Hatchery International

News & Views
Sakhalin, Russia is getting a new hatchery

Russian company Salmo Plus has started building a new hatchery to produce Siberian salmon (Oncorhynchus keta) fry, the company said in a statement. With the overall investment cost of Rub380 million (US$6 million), the hatchery will be producing 73 million fry per year beginning in 2020.

March 20, 2019  By Vladislav Vorotnikov


Sakhalin has seen the volume of salmon production reducing in the past few years. Russian company Salmo Plus has started building a new hatchery

The fish will be released in the local waters to be caught several years after, said Stanislav Fyodorov, general director of Salmo Plus.

Under the common approach investors establish a complete reproduction cycle at a hatchery of that kind, which means that all production stages from egg incubation up to release of the fry to the water are taking place within one production unit, according to Fyodorov. Salmo Plus will transfer fry almost immediately after hatching to “the breeding ground” – the artificial reservoirs near the spawning rivers.

This approach reduces the investments necessary to build a hatchery and also takes down the production costs, Fyodorov estimated.
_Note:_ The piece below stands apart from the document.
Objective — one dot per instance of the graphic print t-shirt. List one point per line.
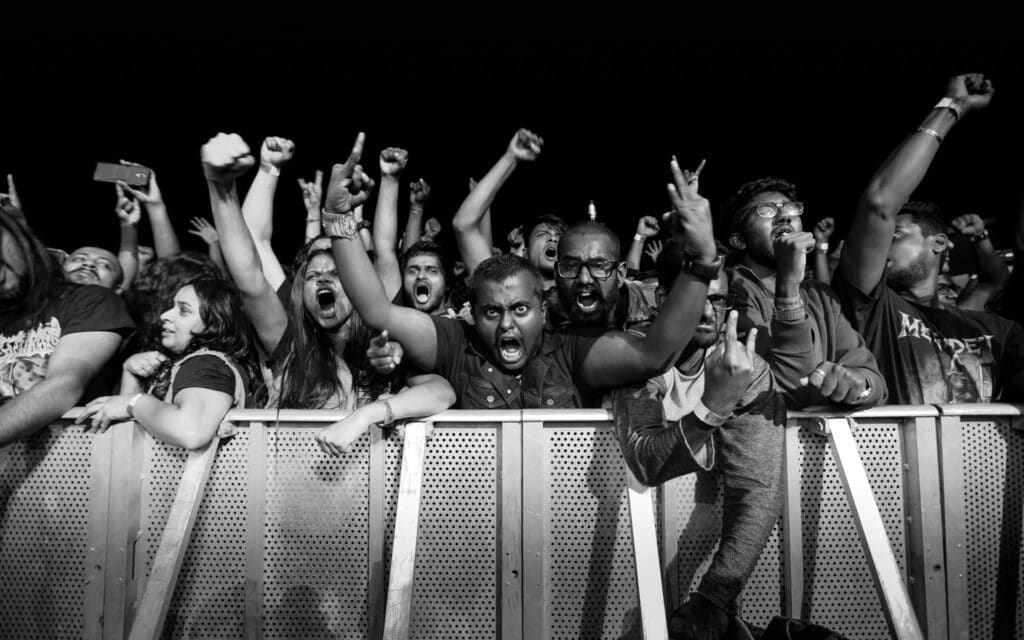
(935, 355)
(25, 353)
“We expect to release the fish Siberian salmon into the local waters in 2020. The full-grown fish will return only in 2023. This means that the company will have to operate with almost zero revenue for several years. The residency in the Vladivostok free port, with tax and other preferences associated with it, will help the company to endure in this most complicated period of its development,” Fyodorov said.

Advertisement

The residency in the Vladivostok free port is an operational regime that the local government in the Russian Far East grant to some investors whose projects are considered to be important for the local economy. This regime involves numerous tax breaks and several other bonuses.

With 73 million units of fry released to the local rivers, it was estimated that 3,000 tonnes of full-grown fish could return. Giving the current prices for Siberian salmon on the local market, Salmo Plus believes the payback period on the project will be limited to eight years.

Alexey Belik, deputy chairman of the Sakhalin Island government, commented that the Siberian salmon produced by Salmo Plus in future could be found all over Russia. Belik continued that the fishing industry is very important for Sakhalin, and its further development requires new projects in the reproduction area.

In 2017, the fisheries of the Sakhalin caught 27,000 tonnes of humpback salmon (Oncorhunchus gorbusha). This was one of the lowest figures in the past few decades. The local scientists repeatedly claim that population of salmon species in the local waters have been constantly falling due to continuous poaching and several other factors.